Indiana University has selected Brad Hamm, Elon’s associate dean in the School of Communications, to lead its School of Journalism. Below is the news release issued by Indiana University March 21:
BLOOMINGTON, Ind. — Bradley J. Hamm, associate dean and associate professor of communications at Elon University in North Carolina, will be recommended to the IU Board of Trustees as the next dean of the Indiana University School of Journalism at an upcoming meeting. He would succeed Trevor Brown, who is retiring at the end of this academic year after leading the school for 20 years.
Hamm’s background includes serving as interim dean for a new School of Communications founded five years ago at the private North Carolina university and several years of professional journalism experience. He has continued as associate dean since July 2001. Elon’s program includes journalism, broadcasting, film, advertising and public relations and has an undergraduate program that is similar in size to IU’s.
“Brad is a wonderful choice for dean of the School of Journalism,” said Kenneth Gros Louis, IU senior vice president for academic affairs and chancellor of the Bloomington campus. “He has excellent qualifications and, more importantly, he will fit the culture of Indiana University. It is clear that Brad has a tremendous amount of passion for his work. I know that Brad will work with the faculty, staff and students to move the school forward.”
Hamm said he feels honored to be selected as the school’s next dean. “It has such a wonderful history and I think that journalism and Indiana University have always gone together in my mind,” he said. “I think of people like Ernie Pyle and Roy Howard and I think of how famous that program has been. So it’s just an honor to be included.”
In looking for a successor to Brown, the search committee sought a candidate who could lead the school through a period when many veteran faculty members are expected to retire and the school will face funding challenges and facility needs. The committee also sought a candidate who could lead the school into a new media era.
Hamm helped build the new communications school at Elon University into a respected, up-and-coming program. At its founding, the Elon School of Communications had 14 faculty members, including 12 who were untenured assistant professors or instructors and five who had one-year appointments. Today, the school has 29 full-time faculty members, including a Pulitzer Prize-winner and 10 professors who have completed books or signed book contracts in the past year.

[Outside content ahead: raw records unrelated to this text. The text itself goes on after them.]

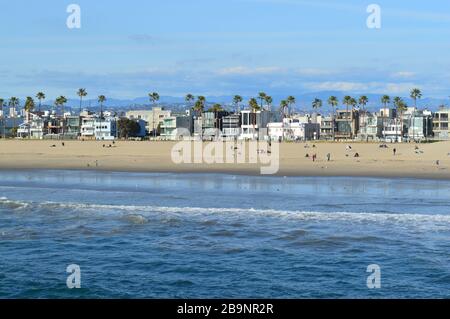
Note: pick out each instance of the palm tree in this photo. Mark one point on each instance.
(81, 93)
(362, 101)
(400, 105)
(216, 109)
(385, 100)
(14, 103)
(28, 107)
(101, 100)
(40, 96)
(2, 101)
(348, 100)
(253, 105)
(291, 101)
(60, 102)
(154, 98)
(262, 97)
(317, 104)
(333, 102)
(189, 98)
(284, 105)
(415, 95)
(269, 101)
(237, 99)
(199, 106)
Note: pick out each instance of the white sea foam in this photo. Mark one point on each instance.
(303, 215)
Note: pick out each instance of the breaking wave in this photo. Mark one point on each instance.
(140, 213)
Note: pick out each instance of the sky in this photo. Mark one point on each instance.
(126, 49)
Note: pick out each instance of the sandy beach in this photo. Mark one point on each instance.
(373, 161)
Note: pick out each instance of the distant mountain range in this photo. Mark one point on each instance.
(303, 101)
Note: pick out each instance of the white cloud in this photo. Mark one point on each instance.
(361, 87)
(403, 75)
(337, 86)
(241, 70)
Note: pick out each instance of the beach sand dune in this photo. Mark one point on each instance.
(428, 161)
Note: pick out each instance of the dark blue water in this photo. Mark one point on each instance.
(218, 236)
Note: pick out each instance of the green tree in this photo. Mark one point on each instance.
(61, 102)
(199, 106)
(154, 98)
(253, 105)
(128, 128)
(385, 100)
(262, 97)
(40, 96)
(189, 98)
(81, 93)
(216, 108)
(291, 102)
(2, 101)
(416, 94)
(317, 104)
(284, 106)
(269, 101)
(363, 101)
(29, 107)
(14, 102)
(237, 100)
(401, 107)
(333, 102)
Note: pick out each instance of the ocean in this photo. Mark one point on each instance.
(142, 235)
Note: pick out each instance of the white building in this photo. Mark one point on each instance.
(154, 118)
(293, 130)
(105, 129)
(88, 127)
(393, 131)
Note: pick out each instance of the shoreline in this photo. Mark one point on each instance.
(430, 177)
(155, 157)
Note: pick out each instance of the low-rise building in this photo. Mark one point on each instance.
(105, 129)
(441, 127)
(154, 118)
(347, 124)
(177, 126)
(231, 126)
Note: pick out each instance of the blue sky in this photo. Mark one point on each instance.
(128, 48)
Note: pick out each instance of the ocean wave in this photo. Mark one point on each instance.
(140, 214)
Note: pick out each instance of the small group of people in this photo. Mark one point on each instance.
(314, 157)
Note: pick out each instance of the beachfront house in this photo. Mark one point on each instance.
(154, 118)
(418, 124)
(347, 124)
(293, 130)
(231, 126)
(105, 129)
(35, 126)
(327, 126)
(370, 127)
(254, 125)
(177, 126)
(72, 127)
(88, 127)
(441, 128)
(393, 131)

As interim dean, Hamm worked to build an endowment at a university that previously had not allowed academic programs to raise money. Within 15 months, about $500,000 was raised for the Elon school, including a $100,000 gift for minority scholarships. This academic year, the school has commitments for at least another $500,000.
At IU, “our goal always will be to have one of the finest journalism programs in the nation,” Hamm said. “We need to consider the future of journalism. In that case, I think it’s not so much the form, it’s what are the qualities of journalism, what are we teaching people to do, remembering that, regardless of the form, journalism is essential to democracy.”
Hamm has a bachelor of arts degree in communications from Catawba College (N.C.), a master of arts degree in journalism from the University of South Carolina, and a doctorate in mass communication research from the University of North Carolina. Before entering journalism education, he was a reporter and sportswriter for The Salisbury (N.C.) Post and night broadcast editor of the South Carolina bureau of Associated Press.
In 1999, he was a project coordinator and consultant for the New York Times Regional Newspaper Group on a project involving its three newspapers in North Carolina, “Left Behind,” that won a Chairman’s Award from New York Times publisher Arthur Sulzberger and second place in the Southern Journalism Awards presented by the Institute for Southern Studies. He has taught at Elon since 1989 and was appointed as an assistant professor there in 1995. He was appointed as associate professor in 2000.